Ordinance 2 and 3 of 2001.

An ordinance for the incorporation, management and winding up of trading and other associations

Enactment 28 November 1930

Commencement 1 December 1930

1 Short title

This Ordinance may be cited as the Companies Ordinance.


2 Interpretation

(1) In this Ordinance, unless the context otherwise requires,—

“annual return” means the return required to be made, in the case of a company having a share capital, under section 100, and, in the case of a company not having a share capital, under section 101;

“articles”  means the articles of association of a company, as originally framed or as altered by special resolution, including, so far as they apply to the company, the regulations contained in Table A in Schedule 1 and the provisions of any other Table of that Schedule.

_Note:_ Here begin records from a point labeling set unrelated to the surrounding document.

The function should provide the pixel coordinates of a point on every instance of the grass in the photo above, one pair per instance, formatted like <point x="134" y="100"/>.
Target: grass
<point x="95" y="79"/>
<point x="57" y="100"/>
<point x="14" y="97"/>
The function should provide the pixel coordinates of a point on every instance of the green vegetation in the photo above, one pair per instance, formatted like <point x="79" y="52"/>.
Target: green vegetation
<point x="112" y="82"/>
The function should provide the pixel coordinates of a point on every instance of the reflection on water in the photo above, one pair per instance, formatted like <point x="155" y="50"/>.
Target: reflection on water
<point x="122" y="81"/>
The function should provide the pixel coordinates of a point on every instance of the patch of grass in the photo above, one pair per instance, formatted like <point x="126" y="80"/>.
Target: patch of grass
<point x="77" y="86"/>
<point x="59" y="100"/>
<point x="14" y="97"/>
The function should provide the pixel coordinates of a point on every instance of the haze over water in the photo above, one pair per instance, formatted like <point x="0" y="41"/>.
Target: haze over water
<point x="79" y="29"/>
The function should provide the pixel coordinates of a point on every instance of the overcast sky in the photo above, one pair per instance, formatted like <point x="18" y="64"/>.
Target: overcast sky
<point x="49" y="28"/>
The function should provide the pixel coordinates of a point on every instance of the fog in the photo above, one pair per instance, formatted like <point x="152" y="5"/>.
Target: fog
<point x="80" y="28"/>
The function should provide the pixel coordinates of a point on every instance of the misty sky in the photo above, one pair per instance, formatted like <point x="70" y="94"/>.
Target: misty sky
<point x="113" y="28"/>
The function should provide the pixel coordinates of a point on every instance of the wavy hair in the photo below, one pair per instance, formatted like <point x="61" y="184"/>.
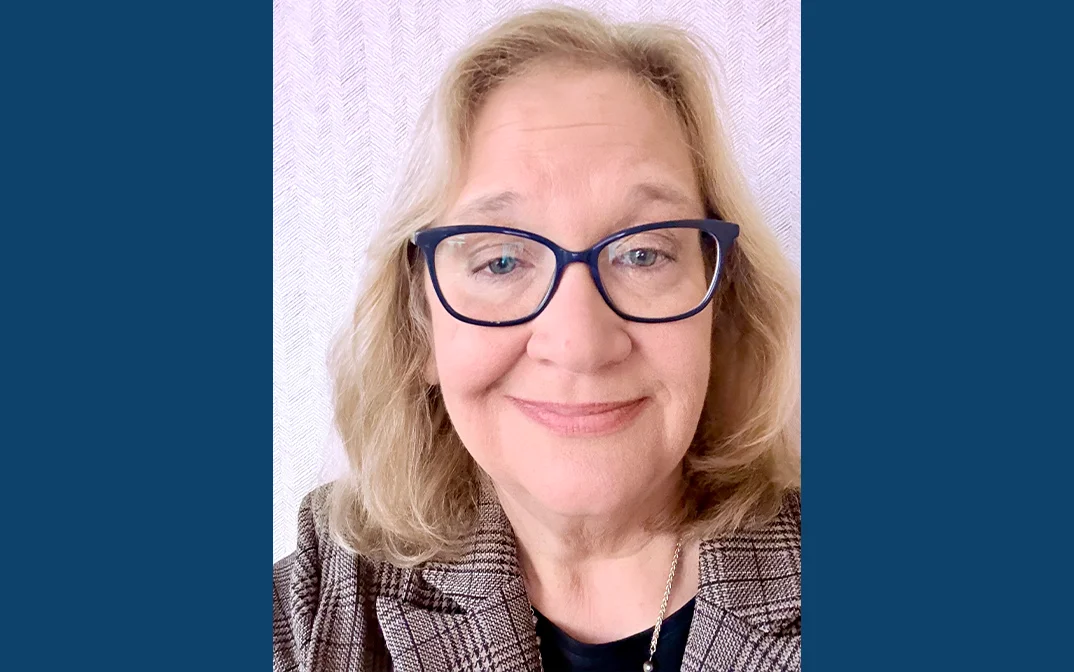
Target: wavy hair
<point x="410" y="493"/>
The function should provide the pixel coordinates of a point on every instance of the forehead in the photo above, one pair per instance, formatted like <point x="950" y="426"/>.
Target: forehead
<point x="565" y="141"/>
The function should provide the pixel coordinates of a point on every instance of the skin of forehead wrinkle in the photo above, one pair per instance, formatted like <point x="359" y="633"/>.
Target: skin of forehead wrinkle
<point x="550" y="179"/>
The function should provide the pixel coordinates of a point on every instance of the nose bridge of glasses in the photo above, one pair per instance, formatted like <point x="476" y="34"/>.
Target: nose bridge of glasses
<point x="567" y="258"/>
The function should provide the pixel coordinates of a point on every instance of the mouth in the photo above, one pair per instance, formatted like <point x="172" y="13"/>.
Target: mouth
<point x="576" y="420"/>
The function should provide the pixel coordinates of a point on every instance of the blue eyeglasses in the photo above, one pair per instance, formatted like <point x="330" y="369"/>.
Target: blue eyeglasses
<point x="494" y="276"/>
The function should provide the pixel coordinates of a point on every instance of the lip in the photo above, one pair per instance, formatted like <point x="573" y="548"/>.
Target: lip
<point x="581" y="419"/>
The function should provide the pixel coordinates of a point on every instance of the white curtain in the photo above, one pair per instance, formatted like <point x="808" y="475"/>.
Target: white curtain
<point x="349" y="77"/>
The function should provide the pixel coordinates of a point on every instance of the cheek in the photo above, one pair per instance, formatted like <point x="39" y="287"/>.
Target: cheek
<point x="470" y="361"/>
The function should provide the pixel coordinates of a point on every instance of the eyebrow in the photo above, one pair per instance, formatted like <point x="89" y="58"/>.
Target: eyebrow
<point x="639" y="193"/>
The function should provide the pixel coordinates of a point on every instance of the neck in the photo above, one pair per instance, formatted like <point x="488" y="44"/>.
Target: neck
<point x="601" y="578"/>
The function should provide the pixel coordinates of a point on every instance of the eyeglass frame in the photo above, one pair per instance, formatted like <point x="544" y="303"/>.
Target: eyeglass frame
<point x="724" y="232"/>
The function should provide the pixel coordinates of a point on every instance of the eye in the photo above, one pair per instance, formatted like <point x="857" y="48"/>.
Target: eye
<point x="503" y="265"/>
<point x="640" y="257"/>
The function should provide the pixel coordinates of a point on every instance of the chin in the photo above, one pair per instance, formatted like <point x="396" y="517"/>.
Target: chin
<point x="578" y="491"/>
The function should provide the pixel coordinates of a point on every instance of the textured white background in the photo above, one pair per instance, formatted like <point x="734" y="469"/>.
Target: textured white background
<point x="349" y="79"/>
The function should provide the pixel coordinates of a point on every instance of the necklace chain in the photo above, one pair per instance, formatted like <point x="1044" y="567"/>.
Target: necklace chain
<point x="647" y="666"/>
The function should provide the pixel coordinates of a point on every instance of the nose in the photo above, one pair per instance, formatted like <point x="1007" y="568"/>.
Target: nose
<point x="578" y="331"/>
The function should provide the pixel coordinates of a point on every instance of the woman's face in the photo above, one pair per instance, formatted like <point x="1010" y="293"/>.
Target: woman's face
<point x="577" y="410"/>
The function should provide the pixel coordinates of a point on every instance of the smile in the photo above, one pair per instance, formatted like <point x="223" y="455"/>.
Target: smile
<point x="590" y="420"/>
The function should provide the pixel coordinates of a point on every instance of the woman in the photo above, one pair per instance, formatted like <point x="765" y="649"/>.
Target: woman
<point x="569" y="390"/>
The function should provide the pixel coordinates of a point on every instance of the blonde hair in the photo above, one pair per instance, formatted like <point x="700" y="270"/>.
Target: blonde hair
<point x="411" y="488"/>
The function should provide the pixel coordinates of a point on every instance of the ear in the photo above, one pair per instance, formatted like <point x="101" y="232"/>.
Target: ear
<point x="430" y="373"/>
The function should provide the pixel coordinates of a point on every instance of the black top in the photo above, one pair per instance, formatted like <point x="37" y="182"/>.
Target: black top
<point x="561" y="652"/>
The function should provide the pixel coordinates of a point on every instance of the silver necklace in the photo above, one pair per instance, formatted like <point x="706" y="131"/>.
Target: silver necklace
<point x="647" y="666"/>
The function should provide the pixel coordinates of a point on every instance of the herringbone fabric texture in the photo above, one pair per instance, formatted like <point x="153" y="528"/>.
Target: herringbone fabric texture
<point x="334" y="612"/>
<point x="349" y="79"/>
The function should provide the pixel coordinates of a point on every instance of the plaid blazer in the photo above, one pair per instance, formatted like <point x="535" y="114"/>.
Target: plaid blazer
<point x="333" y="611"/>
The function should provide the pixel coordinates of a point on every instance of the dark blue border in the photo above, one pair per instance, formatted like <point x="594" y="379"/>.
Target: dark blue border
<point x="135" y="259"/>
<point x="938" y="340"/>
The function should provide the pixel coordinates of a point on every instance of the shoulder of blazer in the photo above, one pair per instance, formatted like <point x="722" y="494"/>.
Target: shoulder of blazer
<point x="324" y="596"/>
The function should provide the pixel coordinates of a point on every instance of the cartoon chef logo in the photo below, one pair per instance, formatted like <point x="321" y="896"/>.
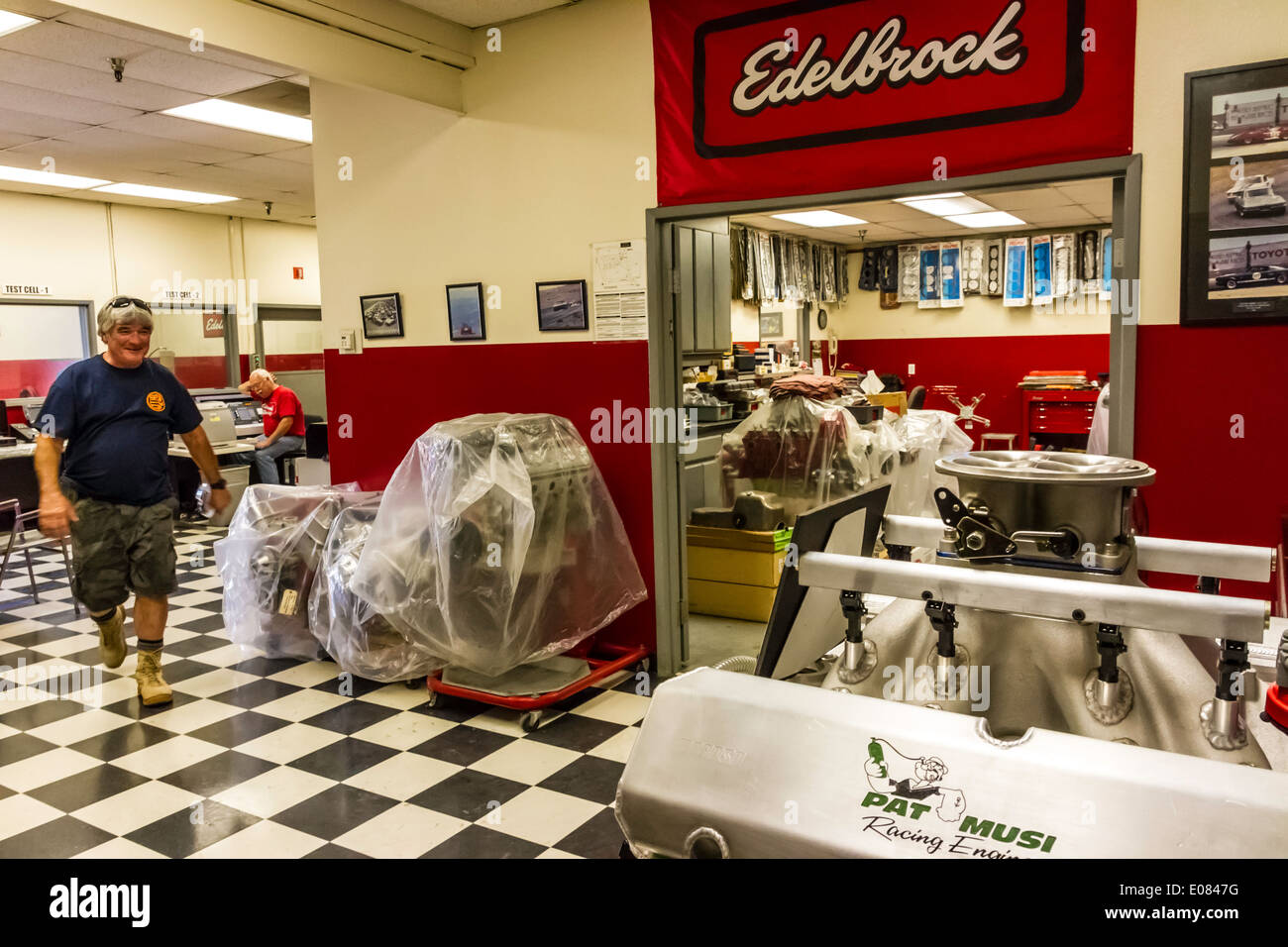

“authorized signatories” means—

(a) the persons authorized by the company to sign, singly or jointly as resolved by the company from time to time, on behalf of, and thereby to bind the company, to the extent so resolved, or

(b) two directors or a director and the secretary of the company signing jointly;

“book and paper” and “book or paper” include accounts, deeds, writings and documents;

“company” means a company formed and registered, or in case of a company formed outside Gibraltar, registered under this Ordinance;

“the court”, used in relation to a company, means the Supreme Court, and “Registrar of the Court” means Registrar of the Supreme Court;

“debenture” includes debenture stock, bonds and any other securities of a company whether constituting a charge on the assets of the company or not;

“director” includes any person occupying the position of director by whatever name called;

”document” includes summons, notice, order and other legal process and registers;

“memorandum” means the memorandum of association of a company, as originally framed or as altered in pursuance of any enactment, or so far as it applies the relevant Table in Schedule 1;

“prospectus” means any prospectus, notice, circular, advertisement or other invitation, offering to the public for subscription or purchase any shares or debentures of a company;

“the Registrar” means the Registrar of Companies appointed under section 278 and, subject to the provisions of that section, includes an Assistant Registrar of Companies;

“share” means share in the share capital of a company, and includes stock except where a distinction between stock and shares is expressed or implied;

“Table A” means Table A in Schedule 1.

(2) A person shall not be deemed to be within the meaning of any provision in this Ordinance a person in accordance with whose directions or instructions the directors of a company are accustomed to act, by reason only that the directors of the company act  on advice given by him in a professional capacity.